StackExchange.Redis
StackExchange.Redis copied to clipboard
`ConnectionMultiplexer.IsConnected` not detecting lost connections
I have a situation where IsConnected continues to return true for ~20 minutes after the connection is gone. Commands are still being issued by the web service, which time out. I would expect the connection state to be updated to reflect the lost connection after timeouts start appearing.
Unfortunately this only happens in deployed environments. Locally, StackExchange.Redis detects the lost connection immediately, but when deployed to various environments it takes ~20 minutes as mentioned above.
Is this on Linux? We've seen this with huge socket timeouts configured at the OS level before is the reason I ask.
Yes, the deployed environment is a linux-based docker image run in kubernetes.
I ran a local test using the same Dockerfile that is used to generate instances of the service for remote deployments and ran it in my local docker. It properly detected the connection interruption immediately (less than a second I'd say).
Going to work with our devops team to look at the rest of the deployed network configuration. Could be a timeout somewhere along the path we have configured that is super high.
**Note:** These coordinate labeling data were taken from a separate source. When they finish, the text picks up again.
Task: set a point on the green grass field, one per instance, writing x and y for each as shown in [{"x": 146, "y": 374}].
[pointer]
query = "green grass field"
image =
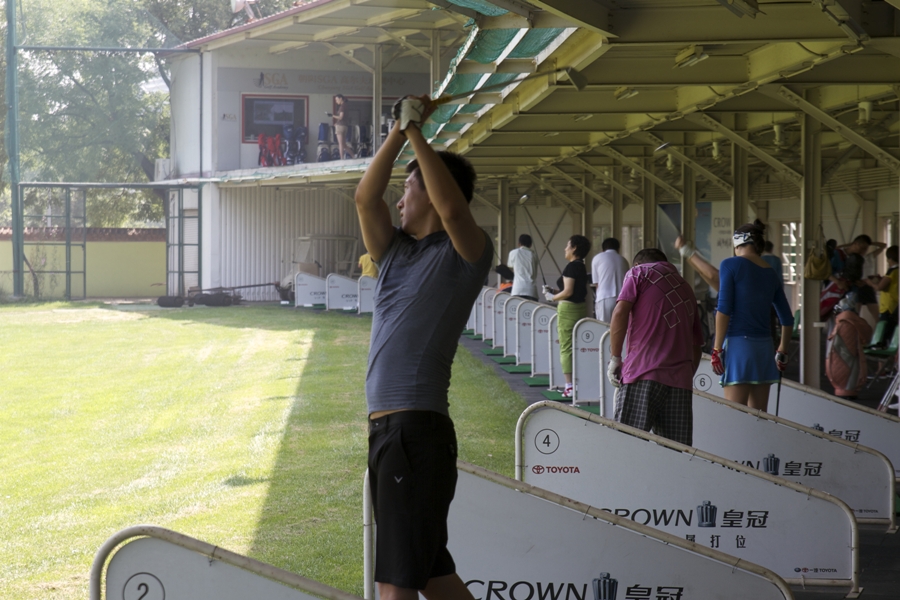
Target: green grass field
[{"x": 242, "y": 426}]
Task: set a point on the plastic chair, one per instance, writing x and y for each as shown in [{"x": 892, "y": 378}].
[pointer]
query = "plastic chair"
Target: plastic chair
[
  {"x": 878, "y": 335},
  {"x": 884, "y": 356}
]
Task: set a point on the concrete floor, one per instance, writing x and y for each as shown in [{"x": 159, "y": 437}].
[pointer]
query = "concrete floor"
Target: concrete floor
[{"x": 879, "y": 551}]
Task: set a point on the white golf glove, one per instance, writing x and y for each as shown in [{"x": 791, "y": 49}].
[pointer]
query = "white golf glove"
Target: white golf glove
[
  {"x": 408, "y": 110},
  {"x": 614, "y": 371}
]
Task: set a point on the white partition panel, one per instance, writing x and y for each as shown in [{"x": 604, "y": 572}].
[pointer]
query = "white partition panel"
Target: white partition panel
[
  {"x": 341, "y": 293},
  {"x": 479, "y": 311},
  {"x": 540, "y": 339},
  {"x": 798, "y": 532},
  {"x": 309, "y": 290},
  {"x": 557, "y": 379},
  {"x": 814, "y": 408},
  {"x": 524, "y": 349},
  {"x": 366, "y": 291},
  {"x": 487, "y": 314},
  {"x": 510, "y": 326},
  {"x": 586, "y": 372},
  {"x": 500, "y": 301},
  {"x": 858, "y": 475},
  {"x": 512, "y": 541},
  {"x": 157, "y": 563}
]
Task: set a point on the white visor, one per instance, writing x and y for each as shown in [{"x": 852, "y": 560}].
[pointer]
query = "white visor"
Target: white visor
[{"x": 741, "y": 238}]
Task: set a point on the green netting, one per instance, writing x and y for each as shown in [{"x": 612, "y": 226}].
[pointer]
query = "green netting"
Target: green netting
[
  {"x": 480, "y": 6},
  {"x": 490, "y": 44},
  {"x": 534, "y": 42}
]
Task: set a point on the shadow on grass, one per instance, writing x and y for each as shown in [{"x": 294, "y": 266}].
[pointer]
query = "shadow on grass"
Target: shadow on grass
[{"x": 310, "y": 522}]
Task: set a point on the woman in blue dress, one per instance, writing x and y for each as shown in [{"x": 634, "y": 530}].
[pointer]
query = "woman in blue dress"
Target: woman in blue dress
[{"x": 742, "y": 353}]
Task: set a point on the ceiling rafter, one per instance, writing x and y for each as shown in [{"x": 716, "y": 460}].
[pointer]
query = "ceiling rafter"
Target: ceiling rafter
[
  {"x": 736, "y": 139},
  {"x": 656, "y": 142},
  {"x": 610, "y": 152},
  {"x": 560, "y": 173},
  {"x": 544, "y": 185},
  {"x": 604, "y": 176},
  {"x": 843, "y": 130}
]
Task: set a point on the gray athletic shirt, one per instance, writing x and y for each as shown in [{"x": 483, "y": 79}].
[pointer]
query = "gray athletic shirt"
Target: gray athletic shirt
[{"x": 423, "y": 298}]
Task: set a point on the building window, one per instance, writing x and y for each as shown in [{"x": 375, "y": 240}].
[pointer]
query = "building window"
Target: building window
[
  {"x": 269, "y": 114},
  {"x": 791, "y": 250}
]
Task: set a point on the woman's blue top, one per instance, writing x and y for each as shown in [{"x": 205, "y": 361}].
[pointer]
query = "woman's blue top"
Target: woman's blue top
[{"x": 746, "y": 294}]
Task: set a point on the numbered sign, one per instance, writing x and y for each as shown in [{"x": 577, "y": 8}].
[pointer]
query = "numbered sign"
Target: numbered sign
[
  {"x": 524, "y": 340},
  {"x": 540, "y": 339}
]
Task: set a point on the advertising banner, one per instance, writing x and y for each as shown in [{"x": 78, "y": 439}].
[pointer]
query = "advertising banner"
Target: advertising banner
[
  {"x": 511, "y": 541},
  {"x": 479, "y": 311},
  {"x": 540, "y": 339},
  {"x": 858, "y": 475},
  {"x": 586, "y": 361},
  {"x": 153, "y": 569},
  {"x": 523, "y": 332},
  {"x": 510, "y": 325},
  {"x": 342, "y": 293},
  {"x": 500, "y": 301},
  {"x": 557, "y": 379},
  {"x": 309, "y": 290},
  {"x": 816, "y": 409},
  {"x": 366, "y": 291},
  {"x": 487, "y": 314},
  {"x": 797, "y": 532}
]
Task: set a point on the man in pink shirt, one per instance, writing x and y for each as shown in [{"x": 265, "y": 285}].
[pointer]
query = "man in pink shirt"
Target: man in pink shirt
[{"x": 664, "y": 341}]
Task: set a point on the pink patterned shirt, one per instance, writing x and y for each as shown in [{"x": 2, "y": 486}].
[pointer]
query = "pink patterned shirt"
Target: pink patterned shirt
[{"x": 663, "y": 328}]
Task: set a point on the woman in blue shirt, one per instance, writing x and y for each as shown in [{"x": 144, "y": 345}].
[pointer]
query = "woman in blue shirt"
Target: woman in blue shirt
[{"x": 748, "y": 288}]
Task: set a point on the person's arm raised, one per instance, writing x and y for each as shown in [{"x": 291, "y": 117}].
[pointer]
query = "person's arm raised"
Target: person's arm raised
[
  {"x": 374, "y": 216},
  {"x": 448, "y": 200}
]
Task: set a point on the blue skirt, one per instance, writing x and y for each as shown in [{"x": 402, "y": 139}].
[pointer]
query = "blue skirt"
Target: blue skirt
[{"x": 749, "y": 361}]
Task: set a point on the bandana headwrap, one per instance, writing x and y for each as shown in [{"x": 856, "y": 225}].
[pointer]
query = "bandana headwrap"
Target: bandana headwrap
[{"x": 741, "y": 238}]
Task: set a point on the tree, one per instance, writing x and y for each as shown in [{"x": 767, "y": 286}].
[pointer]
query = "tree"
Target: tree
[{"x": 89, "y": 116}]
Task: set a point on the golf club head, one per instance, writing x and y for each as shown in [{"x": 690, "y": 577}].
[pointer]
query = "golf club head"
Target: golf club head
[{"x": 577, "y": 79}]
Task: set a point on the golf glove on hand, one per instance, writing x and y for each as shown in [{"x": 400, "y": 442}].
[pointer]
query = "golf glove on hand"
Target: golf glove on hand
[
  {"x": 718, "y": 361},
  {"x": 408, "y": 110},
  {"x": 781, "y": 361},
  {"x": 614, "y": 371}
]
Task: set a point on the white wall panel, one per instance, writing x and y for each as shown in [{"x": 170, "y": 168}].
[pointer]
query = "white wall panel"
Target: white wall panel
[{"x": 258, "y": 226}]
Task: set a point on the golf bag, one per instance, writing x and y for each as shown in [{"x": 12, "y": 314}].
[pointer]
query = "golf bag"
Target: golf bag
[
  {"x": 323, "y": 147},
  {"x": 335, "y": 149}
]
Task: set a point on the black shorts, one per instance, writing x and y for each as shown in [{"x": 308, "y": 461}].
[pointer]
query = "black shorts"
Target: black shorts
[{"x": 412, "y": 475}]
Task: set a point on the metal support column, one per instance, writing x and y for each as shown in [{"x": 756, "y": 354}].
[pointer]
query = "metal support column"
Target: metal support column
[
  {"x": 741, "y": 194},
  {"x": 12, "y": 149},
  {"x": 617, "y": 206},
  {"x": 811, "y": 218},
  {"x": 505, "y": 222},
  {"x": 436, "y": 72},
  {"x": 688, "y": 213},
  {"x": 648, "y": 215},
  {"x": 376, "y": 98},
  {"x": 587, "y": 218}
]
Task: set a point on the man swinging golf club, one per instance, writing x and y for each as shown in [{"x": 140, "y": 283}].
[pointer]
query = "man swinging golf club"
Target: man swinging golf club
[{"x": 432, "y": 268}]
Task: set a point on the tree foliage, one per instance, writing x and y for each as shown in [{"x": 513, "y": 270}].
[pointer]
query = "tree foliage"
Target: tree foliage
[{"x": 94, "y": 116}]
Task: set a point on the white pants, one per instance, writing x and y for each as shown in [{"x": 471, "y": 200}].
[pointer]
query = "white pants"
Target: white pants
[{"x": 603, "y": 308}]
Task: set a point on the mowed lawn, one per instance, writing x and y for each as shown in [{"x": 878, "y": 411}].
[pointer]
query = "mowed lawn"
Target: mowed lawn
[{"x": 241, "y": 426}]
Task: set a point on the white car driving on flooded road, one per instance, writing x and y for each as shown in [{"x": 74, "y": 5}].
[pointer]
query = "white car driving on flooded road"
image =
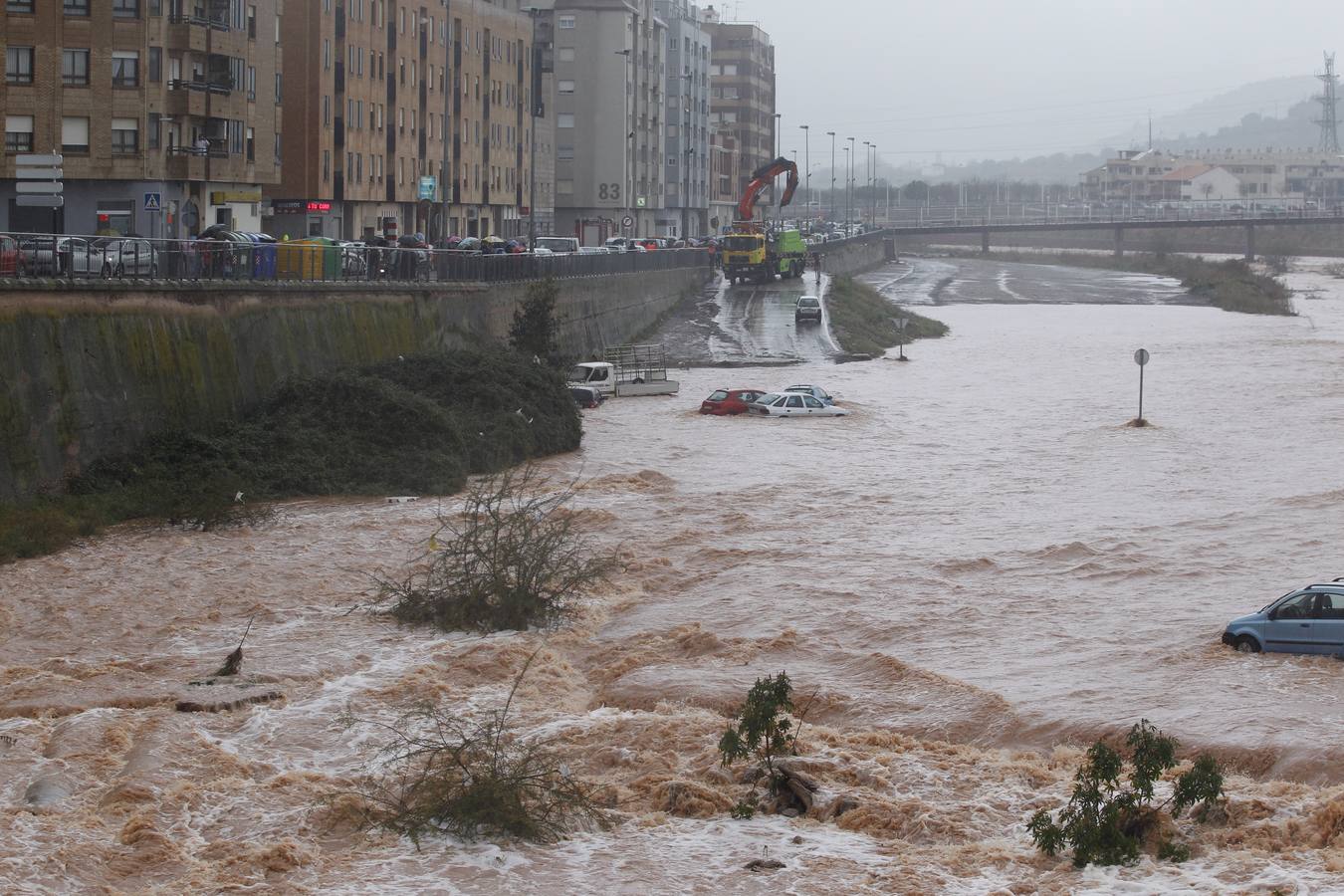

Details on the ~15min connection stalls on Linux: https://github.com/StackExchange/StackExchange.Redis/issues/1848#issuecomment-913064646
Kubernetes environments can also see connection problems due to various reasons including: noisy neighbor pods, node maintenance, or Envoy's sidecar pods intercepting network traffic. If all else fails, a packet capture might provide some insights.
Best info we have is above - closing out here to cleanup.
Update: a new version 2.7.10 has been released, including #2610 to detect and recover stalled sockets. This should help prevent the situation where connections can stall for ~15 minutes on Linux clients.